A secret fantasy of a segment of the Tulane population, particularly strong in the 1960s and 1970s, is the formation of a Magnolia League.
The effort to create a Southern athletic conference originated during the 1950s. Harvie Branscomb, then-chancellor at Vanderbilt University…. called a meeting with the presidents of other Southern private universities in the late 1950s — Southern Methodist University (SMU), Rice University, Duke University, and Tulane University — where Branscomb suggested they try to establish a new sports conference where small, academically inclined private schools could compete.

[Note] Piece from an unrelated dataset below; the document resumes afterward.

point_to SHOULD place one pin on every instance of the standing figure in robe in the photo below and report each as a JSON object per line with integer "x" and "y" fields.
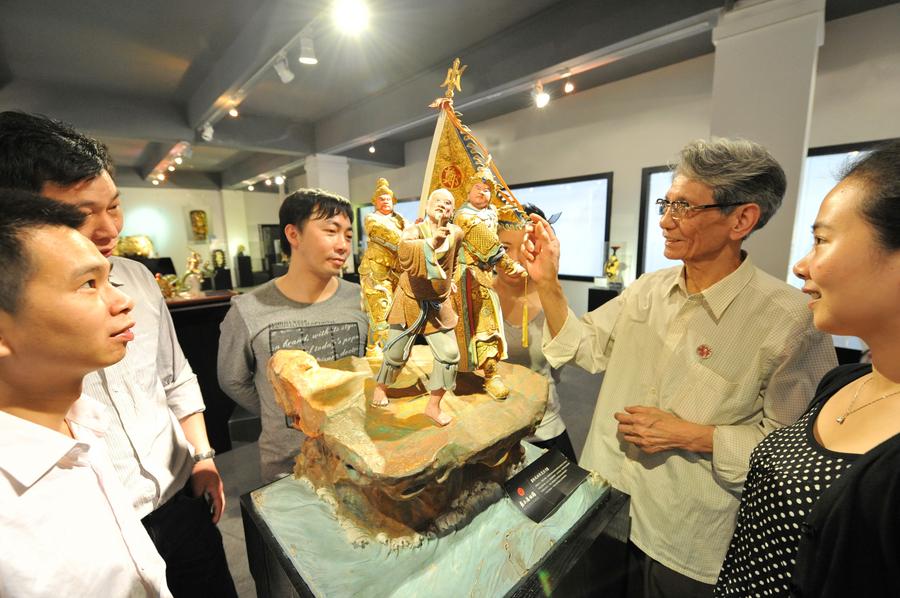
{"x": 422, "y": 304}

In the early 1960s, the idea for the "Magnolia Conference" gained popularity. In 1963, Tulane was frustrated by its enabling competition notwithstanding within the Southeastern Conference schools since many of the schools had lower academic expectations for football and they considered withdrawing from the SEC to compete with schools with similar aims. According to the “Rice Thresher”, the era was a time when "the academic disparity between show-me-the-money schools and the schools less inclined to compromise academics was just beginning to become more evident." The "Magnolia Conference" had the vision to "maintain high-end Division I budgets and schedules, while avoiding some of the crasser extremes of the big business of college sports".
I’ve always been sort of tickled by this idea- and I’m not sure it is completely far fetched. For one thing, the next step after the consolidation of the BCS Leagues is the expulsion of the weaker members. The real threat of four regional based super Leagues isn’t to Tulane exactly; the Green Wave is resource poor and will remain so no matter what the Pac-10 or Big Twelve does. The threat is to Duke and Vanderbilt- second class football citizens that cannot generate the revenues and wins of large state universities. Trust me, Vandy will find there is a price where their peers will drop them.

That being said, it is a pipe dream for football for now. There will be still one more shake out in BCS football to come- and I don’t know if there will be enough losers to populate an eight team southern non-crass football conference. But there are enough teams now to support an ancillary experiment in basketball.

In Philadelphia, there is the Big Five- a committed round-robin between Villanova, Temple, LaSalle, St. Joseph’s and Pennsylvania.

It works, because like any good conference affiliation, the schools have enough in common to generate some heat (in the case of the Big Five, geography). I’d like to see some sort of informal Big Five-style Magnolia League. The juice would be both geography and similar non-crass athletic program generated.

Create two four team divisions- and have each Magnolia League member commit to three games in December within its grouping. I mean, I’ve seen enough of Lamar and Nichols State- so we’re looking at almost immediate upgrade with fun programs and instant rivalries. Then, top it off with a holiday championship tournament in Atlanta, New Orleans or Washington.

There are a ton of programs to invite to participate- capped at two from any given League (assigned to the separate divisions): Richmond. Wofford. William and Mary. Navy. Rice. St. Louis.

The League might even get lucky, promise two of the three League games at home each year, and get a Vanderbilt or Georgia Tech to join up. They probably don’t mind a pair of guaranteed home games and a single regional road trip.

The branding of such a League almost does itself. How fast would a national HBC brand like Grambling or religious-oriented Liberty sign up? The reason they would kill to get in is that there would be juice here- the Magnolia League.

And think of the wonderful angst generated in programs not invited? There is real potential here.